The Last Policeman by Ben Winters

Hlast policemanow do you review a book that’s really just fun?

I don’t mean to dismiss either fun or the book, but what do you do  when all you really have to say about a book is that you had a good time reading it?

I had a very good time reading The Last Policeman, but I just don’t really have much to say beyond that.

It was fun.

I’m going to read the second book in the trilogy very soon.

I find it a little strange to say that this particular book was fun.  Reading detective stories for fun is a little suspect to begin with, since they usually rely on at least one murder to serve as their subject, but finding one set just a few months before an asteroid collides with the earth ending life as we know it–much the way things went for the dinosaurs–fun kind of makes me wonder about me.

Why is the end of the world such a good time?  Why is murder such a good time?  Why wouldn’t both of them in the same book be an extra good time?

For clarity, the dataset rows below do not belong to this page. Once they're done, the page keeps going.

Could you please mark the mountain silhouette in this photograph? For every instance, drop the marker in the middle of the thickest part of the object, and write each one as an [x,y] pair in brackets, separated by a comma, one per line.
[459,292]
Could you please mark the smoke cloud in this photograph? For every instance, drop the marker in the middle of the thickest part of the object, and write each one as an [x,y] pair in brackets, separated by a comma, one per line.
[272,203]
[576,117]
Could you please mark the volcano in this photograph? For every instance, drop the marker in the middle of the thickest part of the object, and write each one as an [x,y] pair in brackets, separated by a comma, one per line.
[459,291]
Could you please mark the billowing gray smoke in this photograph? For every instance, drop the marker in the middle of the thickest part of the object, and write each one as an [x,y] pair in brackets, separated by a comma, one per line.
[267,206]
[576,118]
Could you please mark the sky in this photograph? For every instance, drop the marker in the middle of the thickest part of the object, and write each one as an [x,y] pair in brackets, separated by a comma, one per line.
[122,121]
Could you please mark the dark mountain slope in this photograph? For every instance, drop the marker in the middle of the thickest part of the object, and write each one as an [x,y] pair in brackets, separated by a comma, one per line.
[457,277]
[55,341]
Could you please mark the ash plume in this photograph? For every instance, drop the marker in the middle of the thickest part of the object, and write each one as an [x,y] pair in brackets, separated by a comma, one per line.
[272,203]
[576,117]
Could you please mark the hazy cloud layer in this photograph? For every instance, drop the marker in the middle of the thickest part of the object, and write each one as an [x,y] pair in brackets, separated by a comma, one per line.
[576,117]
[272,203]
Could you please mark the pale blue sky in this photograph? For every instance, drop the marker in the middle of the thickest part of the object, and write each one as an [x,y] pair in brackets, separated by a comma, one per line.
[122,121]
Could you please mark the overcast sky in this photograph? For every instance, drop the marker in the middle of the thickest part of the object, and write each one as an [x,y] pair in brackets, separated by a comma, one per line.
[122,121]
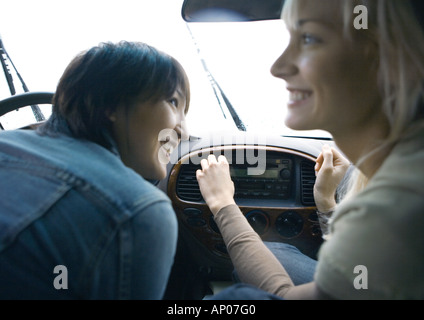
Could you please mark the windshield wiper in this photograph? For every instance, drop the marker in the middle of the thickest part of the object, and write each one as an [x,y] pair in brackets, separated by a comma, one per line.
[219,93]
[4,57]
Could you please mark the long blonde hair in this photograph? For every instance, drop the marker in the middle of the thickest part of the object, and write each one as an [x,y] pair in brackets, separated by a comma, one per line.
[395,32]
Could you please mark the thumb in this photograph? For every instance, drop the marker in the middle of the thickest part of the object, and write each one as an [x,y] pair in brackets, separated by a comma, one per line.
[327,154]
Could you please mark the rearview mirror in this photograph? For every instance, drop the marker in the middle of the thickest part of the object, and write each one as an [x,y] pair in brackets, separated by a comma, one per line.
[231,10]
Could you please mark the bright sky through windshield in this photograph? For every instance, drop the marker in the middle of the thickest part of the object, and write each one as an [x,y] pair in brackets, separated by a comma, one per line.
[42,36]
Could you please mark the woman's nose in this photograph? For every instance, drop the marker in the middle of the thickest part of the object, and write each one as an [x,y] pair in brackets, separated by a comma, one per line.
[182,130]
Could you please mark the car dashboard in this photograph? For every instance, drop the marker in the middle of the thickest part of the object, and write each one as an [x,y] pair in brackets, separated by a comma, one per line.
[273,178]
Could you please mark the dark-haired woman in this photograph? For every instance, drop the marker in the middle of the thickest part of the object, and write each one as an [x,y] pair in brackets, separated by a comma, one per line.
[79,218]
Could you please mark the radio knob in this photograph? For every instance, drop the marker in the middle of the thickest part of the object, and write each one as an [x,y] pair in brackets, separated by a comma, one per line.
[285,174]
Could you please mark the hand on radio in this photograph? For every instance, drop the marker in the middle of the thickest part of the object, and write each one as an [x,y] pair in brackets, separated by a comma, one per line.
[215,182]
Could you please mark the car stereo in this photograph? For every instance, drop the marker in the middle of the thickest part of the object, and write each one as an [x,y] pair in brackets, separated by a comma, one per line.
[273,183]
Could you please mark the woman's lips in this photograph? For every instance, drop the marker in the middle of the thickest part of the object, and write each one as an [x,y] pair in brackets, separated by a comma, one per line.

The Last Policeman features Hank Palace who has been fast-tracked to the rank of detective, what with so many other police employees leaving their jobs since the world is about to end;  some for simple retirement, others to complete the items on their bucket lists before we all go.  Hank Palace has always wanted to be a detective; if he only has a few months to do the job, he’s going to do the job as best he can.

When he’s called to the scene of an apparent suicide, he is the only one to suspect foul play.  That his investigation leads him to uncover a much larger plot and to additional murders comes as no surprise to readers of detective fiction, that he has to negotiate what’s left of society in the days before the end is what makes this particular novel so much fun.

Would you keep working if the world had only a few months left?  What if you needed money to survive those few months?  Would your employer be able to continue paying you?  Everybody still wants to use their cell phones, but why keep paying the bill?  As the people who keep the communication grid functioning stop working, either by quitting their jobs or by quitting their lives, cell phone service declines to only a few functioning hours a day.   Just about everything else follows this pattern as society declines while Detective Hank Palace keeps working his case, looking for evidence, searching for answers.

I especially liked his colleague who keeps chasing suspects hoping he can have one last chance to draw his gun and  yell “Stop, motherf—-r! Police!”

Stuff like that makes for one fun read.

7 thoughts on “The Last Policeman by Ben Winters

  1. I agree it’s hard to review a book that’s a lot of fun but isn’t strictly good “literature.” Those sorts of books totally screw up one’s rating system! LOL

  2. (giggling) I completely understand and agree that some things are just fun. But as we both work in education, I’m laughing a little that this reminds me of trying to get some of the reluctant kids to write about their reading. When they look at you with that pleading “What more do you want from me?” expression on their faces. But it is summer vacation….

    1. I have had several students admit that they should have picked a different book since they knew they would have to write a paper about it. We can usually figure something out, but they learn their lesson before they’re done writing it.

  3. I loved this review, and I think it entices a person to try the book, which is one of the aims if you like the book. I did read the book, I did enjoy it immensely and I agree with all you say. I am waiting until my husband buys book 3 and then I am reading book 2 and 3 together.

    I sometimes have the same experience where all I want to say about a book is “I liked it a lot” and I have a hard time explaining why. Since most of what I read is crime fiction of all types, that doesn’t raise an issue for me. Anyway, great post.

    1. Thanks Tracy. I think I may read books two and three together as well. Book one was a fairly fast read for me. I hope the fun continues through to the end of the series.

  4. I’m reading this right now. Ben Winters is launching his book tour (for the third book in this series) at a bookstore here in Indy this afternoon. I plan to go and will probably post briefly about it afterward. I’m only about halfway through this one as of right now,but have had “fun” reading it also.